Control Plane Sizing

External Etcd

When dealing with etcd running external to the Kubernetes control plane components, there are not a lot of restrictions on how many control plane nodes one can have. There can be any number of nodes that meet demand and availability needs, and can even be auto-scaled. With that said, however, the performance of Kubernetes is tied heavily to the performance of etcd, so more nodes does not mean more performance.

Colocated Etcd

Colocation of etcd, or "stacked etcd" (as it's referred to in the Kubernetes documentation), is the practice of installing etcd alongside the Kubernetes control plane components (kube-apiserver, kube-controller-manager, and kube-scheduler). This has some obvious benefits like reducing cost by reducing the virtual machines needed, but introduces a lot of complexity and restrictions.

Etcd's performance goes down the more nodes that are added, because more members are required to vote to commit to the raft log, so there should never be more than 5 voting members in a cluster (unless performing a rolling upgrade). Also, the number of members should always be odd to help protect against the split-brain problem.

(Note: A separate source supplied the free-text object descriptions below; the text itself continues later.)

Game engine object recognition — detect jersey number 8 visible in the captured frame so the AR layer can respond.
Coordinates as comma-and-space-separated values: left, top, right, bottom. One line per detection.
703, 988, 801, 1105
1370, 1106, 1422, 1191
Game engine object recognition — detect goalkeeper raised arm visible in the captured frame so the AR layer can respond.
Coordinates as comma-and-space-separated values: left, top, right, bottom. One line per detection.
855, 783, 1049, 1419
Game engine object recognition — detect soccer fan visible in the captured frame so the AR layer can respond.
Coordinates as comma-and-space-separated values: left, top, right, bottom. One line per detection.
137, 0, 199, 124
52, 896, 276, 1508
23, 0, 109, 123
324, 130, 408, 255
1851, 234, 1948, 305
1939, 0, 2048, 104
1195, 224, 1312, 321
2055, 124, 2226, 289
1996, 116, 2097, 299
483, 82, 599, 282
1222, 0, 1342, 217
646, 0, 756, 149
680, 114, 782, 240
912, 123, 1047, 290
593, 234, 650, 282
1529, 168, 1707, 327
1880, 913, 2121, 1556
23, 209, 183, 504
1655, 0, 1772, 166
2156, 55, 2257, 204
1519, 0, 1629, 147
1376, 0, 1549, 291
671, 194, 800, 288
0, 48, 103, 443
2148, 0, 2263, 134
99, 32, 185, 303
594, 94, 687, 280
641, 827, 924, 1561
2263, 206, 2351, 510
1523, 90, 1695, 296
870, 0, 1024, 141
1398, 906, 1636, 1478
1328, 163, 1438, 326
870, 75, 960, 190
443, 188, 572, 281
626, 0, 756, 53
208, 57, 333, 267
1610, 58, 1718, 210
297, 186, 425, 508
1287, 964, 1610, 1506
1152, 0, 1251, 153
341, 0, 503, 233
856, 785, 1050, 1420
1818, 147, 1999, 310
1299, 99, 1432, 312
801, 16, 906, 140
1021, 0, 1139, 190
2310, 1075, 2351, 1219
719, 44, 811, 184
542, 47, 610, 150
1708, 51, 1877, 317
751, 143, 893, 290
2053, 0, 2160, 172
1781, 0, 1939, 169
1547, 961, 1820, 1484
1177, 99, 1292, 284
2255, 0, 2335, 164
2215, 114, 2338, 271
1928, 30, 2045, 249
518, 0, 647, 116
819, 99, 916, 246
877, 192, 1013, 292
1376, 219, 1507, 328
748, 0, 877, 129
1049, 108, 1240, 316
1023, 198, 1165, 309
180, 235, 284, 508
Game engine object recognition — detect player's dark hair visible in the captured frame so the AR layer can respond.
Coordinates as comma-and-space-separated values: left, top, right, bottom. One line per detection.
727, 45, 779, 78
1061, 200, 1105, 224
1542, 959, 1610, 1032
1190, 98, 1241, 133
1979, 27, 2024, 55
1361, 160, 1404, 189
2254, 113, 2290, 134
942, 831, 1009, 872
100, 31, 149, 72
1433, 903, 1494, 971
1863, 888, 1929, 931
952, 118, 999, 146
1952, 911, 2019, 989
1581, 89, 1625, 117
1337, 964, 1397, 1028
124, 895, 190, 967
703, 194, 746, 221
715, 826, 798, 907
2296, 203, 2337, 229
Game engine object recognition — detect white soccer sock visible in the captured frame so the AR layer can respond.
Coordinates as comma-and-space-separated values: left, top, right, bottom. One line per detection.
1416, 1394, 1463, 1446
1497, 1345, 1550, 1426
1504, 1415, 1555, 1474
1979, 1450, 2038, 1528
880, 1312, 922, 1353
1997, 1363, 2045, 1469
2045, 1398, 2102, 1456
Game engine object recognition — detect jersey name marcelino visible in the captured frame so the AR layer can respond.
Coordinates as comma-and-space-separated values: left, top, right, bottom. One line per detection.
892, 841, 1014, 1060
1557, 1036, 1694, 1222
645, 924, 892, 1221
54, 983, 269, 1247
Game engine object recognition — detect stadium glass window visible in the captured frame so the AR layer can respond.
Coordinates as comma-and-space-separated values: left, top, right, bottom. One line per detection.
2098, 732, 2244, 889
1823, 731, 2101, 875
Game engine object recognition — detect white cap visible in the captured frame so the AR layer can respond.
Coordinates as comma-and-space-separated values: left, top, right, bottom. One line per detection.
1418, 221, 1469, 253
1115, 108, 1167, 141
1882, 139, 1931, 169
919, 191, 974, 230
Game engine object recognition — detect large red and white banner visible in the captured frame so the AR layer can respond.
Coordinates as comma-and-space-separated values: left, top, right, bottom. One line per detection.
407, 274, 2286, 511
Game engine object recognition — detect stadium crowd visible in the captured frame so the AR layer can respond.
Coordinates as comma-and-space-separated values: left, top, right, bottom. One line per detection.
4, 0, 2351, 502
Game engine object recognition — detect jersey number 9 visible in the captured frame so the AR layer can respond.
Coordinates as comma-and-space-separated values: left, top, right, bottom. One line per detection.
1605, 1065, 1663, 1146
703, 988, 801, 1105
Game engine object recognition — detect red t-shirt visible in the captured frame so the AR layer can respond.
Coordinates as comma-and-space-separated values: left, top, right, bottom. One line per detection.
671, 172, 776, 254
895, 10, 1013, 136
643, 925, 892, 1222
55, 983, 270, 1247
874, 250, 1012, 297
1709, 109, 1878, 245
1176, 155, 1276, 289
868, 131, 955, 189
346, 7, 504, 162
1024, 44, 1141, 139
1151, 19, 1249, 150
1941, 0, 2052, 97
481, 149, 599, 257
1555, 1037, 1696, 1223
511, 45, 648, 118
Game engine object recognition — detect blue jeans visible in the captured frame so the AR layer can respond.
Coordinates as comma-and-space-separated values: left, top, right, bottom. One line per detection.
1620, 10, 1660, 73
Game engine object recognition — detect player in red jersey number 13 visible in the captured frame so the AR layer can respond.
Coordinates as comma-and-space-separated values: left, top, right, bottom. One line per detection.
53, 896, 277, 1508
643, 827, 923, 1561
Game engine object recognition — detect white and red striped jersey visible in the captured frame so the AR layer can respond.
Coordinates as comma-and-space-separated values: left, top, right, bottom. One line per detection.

This means that the control plane can only safely be made up of 1, 3, or 5 nodes.

Etcd also should not be scaled up or down (at least, at this time). The reason is that the etcd cluster is being put at risk each time there is a membership change, so this also means that the control plane size needs to be selected ahead of time and not be altered.

General Recommendations

In cloud environments, 3 is a good size to balance resiliency and performance. The reasoning here is that cloud environments provide ways to quickly automate replacing failed members, so losing a node does not put etcd in danger of losing quorum for long until a new node can replace the existing one. As etcd moves towards adding more functionality around the learners member type, this will also open up to having a "hot spare" ready to take the place of the failed member immediately.

For bare-metal, 5 is a good size to ensure that failed nodes have more time to be replaced since a new node might need to be physically allocated.